Irjen Napoleon Bantah Terima Uang Terkait Red Notice Djoko Tjandra

0

Pelita.online – Majelis hakim Pengadilan Tipikor Jakarta mengkonfrontir Irjen Napoleon Bonaparte terkait dugaan penerimaan uang dalam upaya pengurusan red notice Joko Soegiarto Tjandra alias Djoko Tjandra. Hakim mengkonfrontir Napoleon dengan Tommy Sumardi.

Awalnya, hakim ketua Muhammad Damis mengonfirmasi ke Napoleon tentang dakwaan yang menyebut dirinya menerima SGD 200 ribu dan USD 270 ribu. Napoleon dengan tegas membantah adanya penerimaan itu.

Napoleon mengaku memang pernah bertemu dengan Tommy Sumardi karena dikenalkan oleh Brigjen Prasetijo Utomo. Namun, tidak ada penyerahan uang dalam setiap pertemuannya dengan Tommy Sumardi.

“Tidak ada Yang Mulia (penyerahan uang). Pak Pras (Prasetijo) juga nggak pernah menyerahkan uang apapun ke saya,” tegas Irjen Napoleon dalam sidang di PN Tipikor Jakarta, Jalan Bungur Besar Raya, Jakarta Pusat, Senin (7/12/2020).

“Apakah saudara pernah menerima penyerahan uang dari saudara Tommy Sumardi?” tanya hakim ketua, Muhammad Damis.

“Tidak pernah. Sama sekali nggak pernah,” jawab Napoleon lagi.

Tommy Sumardi yang duduk di kursi pengunjung sidang pun diminta hakim Damis menanggapi pernyataan Napoleon. Hakim Damis mengkonfrontir Napoleon dengan Tommy saat itu juga.

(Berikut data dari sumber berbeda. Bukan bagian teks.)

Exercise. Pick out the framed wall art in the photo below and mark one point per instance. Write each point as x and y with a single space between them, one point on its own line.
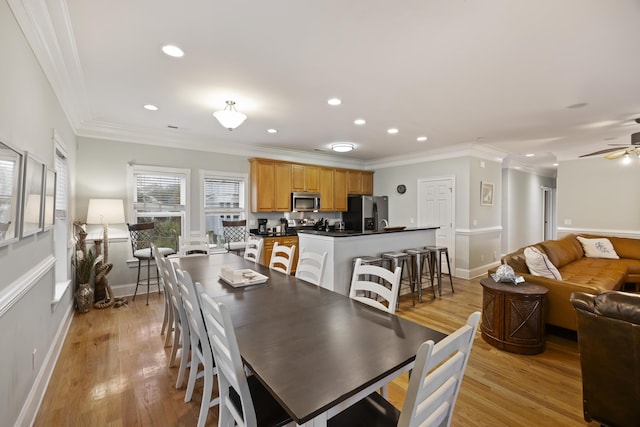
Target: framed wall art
486 193
32 196
11 164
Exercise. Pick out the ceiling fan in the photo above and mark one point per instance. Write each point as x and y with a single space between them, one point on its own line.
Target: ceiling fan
616 152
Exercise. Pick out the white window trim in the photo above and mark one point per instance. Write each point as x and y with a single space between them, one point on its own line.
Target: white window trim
223 175
132 168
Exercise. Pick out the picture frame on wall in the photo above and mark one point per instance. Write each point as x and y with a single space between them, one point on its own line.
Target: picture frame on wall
11 166
486 193
49 199
32 196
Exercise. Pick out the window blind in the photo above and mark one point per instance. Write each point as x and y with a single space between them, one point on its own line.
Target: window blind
222 193
155 191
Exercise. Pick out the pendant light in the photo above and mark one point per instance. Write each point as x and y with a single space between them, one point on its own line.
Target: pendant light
230 117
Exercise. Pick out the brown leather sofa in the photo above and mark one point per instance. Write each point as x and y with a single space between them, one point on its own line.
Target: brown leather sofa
609 340
579 273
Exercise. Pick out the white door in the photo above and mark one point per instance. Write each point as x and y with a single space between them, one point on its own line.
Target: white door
436 209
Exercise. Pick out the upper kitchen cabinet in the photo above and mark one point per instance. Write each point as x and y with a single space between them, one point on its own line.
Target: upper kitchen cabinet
359 182
326 190
339 190
270 186
305 178
282 199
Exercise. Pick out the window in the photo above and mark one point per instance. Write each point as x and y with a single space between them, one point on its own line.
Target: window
160 196
223 198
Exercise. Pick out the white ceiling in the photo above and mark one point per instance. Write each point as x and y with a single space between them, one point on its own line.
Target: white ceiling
498 74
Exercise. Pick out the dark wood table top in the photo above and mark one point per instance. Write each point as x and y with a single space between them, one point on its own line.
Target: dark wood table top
312 348
524 288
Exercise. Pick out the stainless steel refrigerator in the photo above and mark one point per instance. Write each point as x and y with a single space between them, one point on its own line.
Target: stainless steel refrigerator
366 213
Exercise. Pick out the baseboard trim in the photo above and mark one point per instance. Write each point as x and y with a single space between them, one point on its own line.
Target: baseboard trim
32 404
475 272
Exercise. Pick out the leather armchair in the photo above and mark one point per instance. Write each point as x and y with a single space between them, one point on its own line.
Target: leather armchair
609 340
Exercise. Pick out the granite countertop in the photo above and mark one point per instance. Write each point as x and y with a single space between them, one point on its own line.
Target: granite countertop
352 233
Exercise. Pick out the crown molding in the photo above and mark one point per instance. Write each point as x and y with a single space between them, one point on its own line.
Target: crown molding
178 139
465 150
56 53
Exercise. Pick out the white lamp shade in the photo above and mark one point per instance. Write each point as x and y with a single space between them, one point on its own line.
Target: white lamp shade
105 211
230 119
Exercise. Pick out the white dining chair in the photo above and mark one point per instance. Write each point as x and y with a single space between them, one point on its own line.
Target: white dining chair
253 249
433 386
243 400
371 283
201 353
181 334
193 246
282 258
311 266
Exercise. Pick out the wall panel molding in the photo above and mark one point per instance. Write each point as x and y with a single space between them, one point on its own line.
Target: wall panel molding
10 295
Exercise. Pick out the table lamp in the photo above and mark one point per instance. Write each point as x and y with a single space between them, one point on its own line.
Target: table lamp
105 211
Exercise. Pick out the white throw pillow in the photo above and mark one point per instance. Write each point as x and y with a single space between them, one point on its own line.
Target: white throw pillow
598 248
539 264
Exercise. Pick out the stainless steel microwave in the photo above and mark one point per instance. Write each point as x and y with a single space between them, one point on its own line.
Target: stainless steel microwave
305 202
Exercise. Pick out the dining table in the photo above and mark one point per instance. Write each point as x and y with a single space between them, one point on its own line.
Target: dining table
315 350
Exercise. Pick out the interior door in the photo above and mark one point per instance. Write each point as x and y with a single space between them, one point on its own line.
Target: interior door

“Saudara Tommy Sumardi, Anda sudah dengar keterangan saksi, saksi katakan nggak pernah ada pembicaraan masalah uang saat pertama kali kenal?” tanya hakim Damis.

“Tidak betul. Yang betul beliau nanya uang,” tegas Tommy Sumardi.

“Yang berikut saksi terangkan saudara nggak pernah berikan uang, apa betul?” tanya hakim lagi.

“Saya serahkan uang,” jawab Tommy singkat.

Napoleon mengaku tidak mungkin melakukan perbuatan yang membahayakan karirnya. Dia menegaskan dirinya tidak menerima uang sebagaimana dakwaan jakaa terhadap dirinya. Untuk diketahui Irjen Napoleon juga terdakwa dalam kasus ini.

“Kami mencoba menahan diri yang mulia, mohon maaf mungkin agak emosi. Terkait pernyataan Tommy Sumardi di belakang, kami ingin katakan bahwa pertemuan pertamanya saat mengenalkan diri saja dia sudah banyak membawa pejabat negara. Yang saya anggap itu sebagai pemantau otomatis terhadap saya. Tidak mungkin seorang Kadivhubinter seperti saya melakukan langkah pelanggaran yang tentunya mudah terbaca,” katanya.

“Jadi sangat tidak logis melakukan hal itu dengan dipantau oleh pejabat-pejabat negara, dan saya tahu risikonya sangat tinggi,” tambahnya.

Duduk sebagai terdawa adalah Brigjen Prasetijo. Dia didakwa menerima suap dari Joko Soegiarto Tjandra alias Djoko Tjandra. Prasetijo diduga telah membantu upaya penghapusan nama Djoko Tjandra dalam red notice Interpol.
Perbuatan Prasetijo disebut jaksa dilakukan bersama-sama dengan Irjen Napoleon Bonaparte yang kala itu menjabat sebagai Kepala Divisi Hubungan Internasional (Kadivhubinter) Polri.

Napoleon disebut jaksa menerima suap dari Djoko Tjandra sebesar SGD 200 ribu dan USD 270 ribu. Sedangkan Prasetijo didakwa menerima USD 150 ribu yang dikurskan ke rupiah menjadi sekitar Rp 2,1 miliar.